The good faith acts of directors of profit or non-profit corporations which are within the powers of the corporation and within the exercise of an honest business judgment are valid. Courts will not, at the instance of stockholders or otherwise, interfere with or regulate the conduct of the directors in the reasonable and honest exercise of their judgment and duties.

In addition to the protections afforded by the business judgment rule, the Nonprofit Act also provides additional protection to board members who rely on advice or information provided by others if certain criteria are met. It provides:

In discharging duties, a director or officer is entitled to rely on information, opinions, reports, or statements, including financial statements and other financial data, if prepared or presented by:

                                    *                                  *                                  *

            (b) Legal counsel, a public accountant, or another person as to matters the director or officer reasonably believes are within such person’s professional or expert competence;

                                    *                                  *                                  *

A director or officer is not acting in good faith if the director or officer has knowledge concerning the matter in question that makes reliance otherwise permitted.

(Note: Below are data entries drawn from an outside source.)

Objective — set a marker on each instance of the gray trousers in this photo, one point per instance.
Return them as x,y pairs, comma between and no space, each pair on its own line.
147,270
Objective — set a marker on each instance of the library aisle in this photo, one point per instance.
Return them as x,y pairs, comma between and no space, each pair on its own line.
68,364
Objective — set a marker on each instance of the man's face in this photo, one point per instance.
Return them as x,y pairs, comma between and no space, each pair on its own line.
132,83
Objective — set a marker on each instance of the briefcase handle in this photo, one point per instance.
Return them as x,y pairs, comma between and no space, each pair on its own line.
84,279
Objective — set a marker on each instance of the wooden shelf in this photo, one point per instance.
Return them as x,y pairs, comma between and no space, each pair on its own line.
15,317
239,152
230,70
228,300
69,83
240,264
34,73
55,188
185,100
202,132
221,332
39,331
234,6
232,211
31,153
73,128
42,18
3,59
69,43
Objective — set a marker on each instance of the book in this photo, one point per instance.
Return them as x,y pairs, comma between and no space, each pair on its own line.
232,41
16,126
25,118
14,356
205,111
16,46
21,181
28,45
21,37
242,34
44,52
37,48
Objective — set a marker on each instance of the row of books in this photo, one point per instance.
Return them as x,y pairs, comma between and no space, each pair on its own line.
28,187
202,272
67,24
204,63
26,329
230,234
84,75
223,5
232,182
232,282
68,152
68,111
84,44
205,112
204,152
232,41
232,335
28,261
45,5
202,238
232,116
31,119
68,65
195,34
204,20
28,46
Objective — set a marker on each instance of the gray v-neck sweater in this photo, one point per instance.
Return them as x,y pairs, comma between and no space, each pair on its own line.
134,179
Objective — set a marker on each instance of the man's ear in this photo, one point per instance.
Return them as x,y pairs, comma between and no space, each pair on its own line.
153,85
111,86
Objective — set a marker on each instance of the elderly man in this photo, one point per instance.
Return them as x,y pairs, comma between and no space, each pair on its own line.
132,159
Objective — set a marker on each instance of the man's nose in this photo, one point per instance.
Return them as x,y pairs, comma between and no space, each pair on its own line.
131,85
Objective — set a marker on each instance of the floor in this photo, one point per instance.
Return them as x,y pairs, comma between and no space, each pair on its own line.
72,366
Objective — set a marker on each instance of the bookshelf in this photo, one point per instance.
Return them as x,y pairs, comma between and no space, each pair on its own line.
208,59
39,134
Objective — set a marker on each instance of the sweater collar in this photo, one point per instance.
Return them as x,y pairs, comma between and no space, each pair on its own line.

A director or officer is not liable as such to the nonprofit corporation or its members for any action taken or omitted to be taken as a director or officer, as the case may be, if, in connection with such action or omission, the director or officer performed the duties of the position in compliance with this section.

Therefore, board members need to make sure that they are acting:

  • In good faith;
  • In the best interests of the association;
  • In a reasonably prudent manner;
  • In the exercise of honest business judgment; and
  • In reliance on the opinions, advice and information of experts.

If these standards are met, then board members will continue to serve without pay and in their free time, but at least knowing that they have protected themselves to the extent they are able from liability to ungrateful homeowners.